1. ## Three tasks regarding falling - did I get them right?

1. A rock was thrown at the angle of 30 degrees against the horizontal surface, being given a velocity $V_0=12m/s$. Find the largest height h and the Z - the range of the throw.
2. Two rocks are falling from a roof. The second one begins its fall when the first one has already covered 30cm. Calculate the distance d between these two rocks after 10 seconds counted from the moment the second rock begins its fall.
3. A marble fell from the height h and covered the last 196,2m in 4 seconds. How long was the marble falling? What height was it falling from?

So my thoughts are:

1. $h_{max}=\frac{v_0^2\cdot\sin^2\alpha}{2g}=\frac{14 4*0,25}{2g}=2m$
$Z=\frac{v_0^2\cdot\sin 2\alpha}{g}=\frac{144\sqrt{3}/2}{9,81}=12m$

2. It turns out second rock will go as follows: $s_2=\frac{at^2}{2}={9,81*100}{2}\approx 490,5m$ - where is there an error here? It seems a little weird to me that the rock will cover almost 500 meters. If it does, though, then we have $0,3=\frac{9,81t^2}{2}$ so $t\approx0,25s$. Then, we know that $v(0,25)=0+9,81*0,25=2,4525m/s$. And finally $s_1=0,3m+2,45*10+\frac{9,81\cdot100}{2}=515,3m$ so they're 24,8 metres apart. Is that OK?

3. How should I approach this? I always end up with two variables ( $v_0, s_0$) which I don't know how to calculate.

2. ## Re: Three tasks regarding falling - did I get them right?

You seem to be plugging numbers into formulas. Do you know where the formulas come from?

3. ## Re: Three tasks regarding falling - did I get them right?

Most of the time I don't. I don't tie my future with physics in any manner but in college I unfortunately have to somehow crawl through it even though it's not really connected to CS which I'm studying. I'm trying to make my best, of course, but I just don't have the time to be really focused on phycisc when there are so many more important - and far more interesting - subjects which I have to pass as well. I'm trying to make some compromise, then.

4. ## Re: Three tasks regarding falling - did I get them right?

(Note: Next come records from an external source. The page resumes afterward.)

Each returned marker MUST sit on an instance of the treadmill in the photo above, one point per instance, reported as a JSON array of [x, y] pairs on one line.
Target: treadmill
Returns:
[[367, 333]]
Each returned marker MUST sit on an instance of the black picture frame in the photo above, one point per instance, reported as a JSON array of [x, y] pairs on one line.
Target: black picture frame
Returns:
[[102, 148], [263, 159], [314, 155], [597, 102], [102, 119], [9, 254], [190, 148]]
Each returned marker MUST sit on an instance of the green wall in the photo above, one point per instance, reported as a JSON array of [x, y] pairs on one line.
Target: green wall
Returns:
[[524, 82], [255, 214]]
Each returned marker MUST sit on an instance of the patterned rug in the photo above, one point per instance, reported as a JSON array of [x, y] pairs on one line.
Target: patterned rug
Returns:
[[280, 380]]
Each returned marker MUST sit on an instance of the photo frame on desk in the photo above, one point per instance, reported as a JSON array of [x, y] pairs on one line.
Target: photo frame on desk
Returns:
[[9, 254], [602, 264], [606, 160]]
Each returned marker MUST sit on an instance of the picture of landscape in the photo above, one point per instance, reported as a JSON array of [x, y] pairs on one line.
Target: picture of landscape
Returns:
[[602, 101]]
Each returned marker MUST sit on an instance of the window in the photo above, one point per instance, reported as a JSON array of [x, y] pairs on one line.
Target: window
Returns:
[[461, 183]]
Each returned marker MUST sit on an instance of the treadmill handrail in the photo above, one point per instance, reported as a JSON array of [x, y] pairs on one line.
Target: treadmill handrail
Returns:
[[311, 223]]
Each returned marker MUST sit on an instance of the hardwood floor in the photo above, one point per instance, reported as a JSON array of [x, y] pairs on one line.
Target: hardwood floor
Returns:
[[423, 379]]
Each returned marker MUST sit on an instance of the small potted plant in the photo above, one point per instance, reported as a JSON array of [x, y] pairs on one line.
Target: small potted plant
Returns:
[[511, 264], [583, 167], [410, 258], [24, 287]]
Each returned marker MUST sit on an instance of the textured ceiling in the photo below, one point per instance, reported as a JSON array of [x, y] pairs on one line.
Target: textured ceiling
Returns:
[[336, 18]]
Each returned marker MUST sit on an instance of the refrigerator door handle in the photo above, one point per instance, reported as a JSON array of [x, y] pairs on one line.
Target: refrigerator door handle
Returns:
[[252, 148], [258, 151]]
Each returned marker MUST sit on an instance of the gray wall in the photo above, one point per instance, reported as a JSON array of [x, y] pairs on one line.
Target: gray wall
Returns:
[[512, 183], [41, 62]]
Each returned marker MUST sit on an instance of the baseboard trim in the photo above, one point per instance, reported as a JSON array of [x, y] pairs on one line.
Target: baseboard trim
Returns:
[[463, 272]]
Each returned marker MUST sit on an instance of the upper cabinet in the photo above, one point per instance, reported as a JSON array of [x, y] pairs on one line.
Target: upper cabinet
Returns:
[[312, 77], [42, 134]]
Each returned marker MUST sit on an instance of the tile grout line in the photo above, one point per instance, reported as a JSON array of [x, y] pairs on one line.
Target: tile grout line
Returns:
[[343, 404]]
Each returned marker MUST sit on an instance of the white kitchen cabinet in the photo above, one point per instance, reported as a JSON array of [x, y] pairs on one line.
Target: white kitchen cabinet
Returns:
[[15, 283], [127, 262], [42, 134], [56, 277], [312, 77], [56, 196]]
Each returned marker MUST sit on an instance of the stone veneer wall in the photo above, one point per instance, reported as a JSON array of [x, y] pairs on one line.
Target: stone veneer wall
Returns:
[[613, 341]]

1. Well I can tell you that your first answer is correct in terms of formulation but I wouldn't round 1.83m to 2m unless you were told to. Also I'm not sure why you rounded 12.7m down to 12m.

2. Correct. I got 24.6m without rounding error along the way. But your answer should still be acceptable.

$S=-\frac{1}{2}gt^2 + v_0 t + S_0 = -196.2$
Here $S_0=0$ since we are simply covering 196.2m "given the starting velocity $v_0$". So you know that t=4s you can solve for $v_0$. Try and see if you can solve it from there.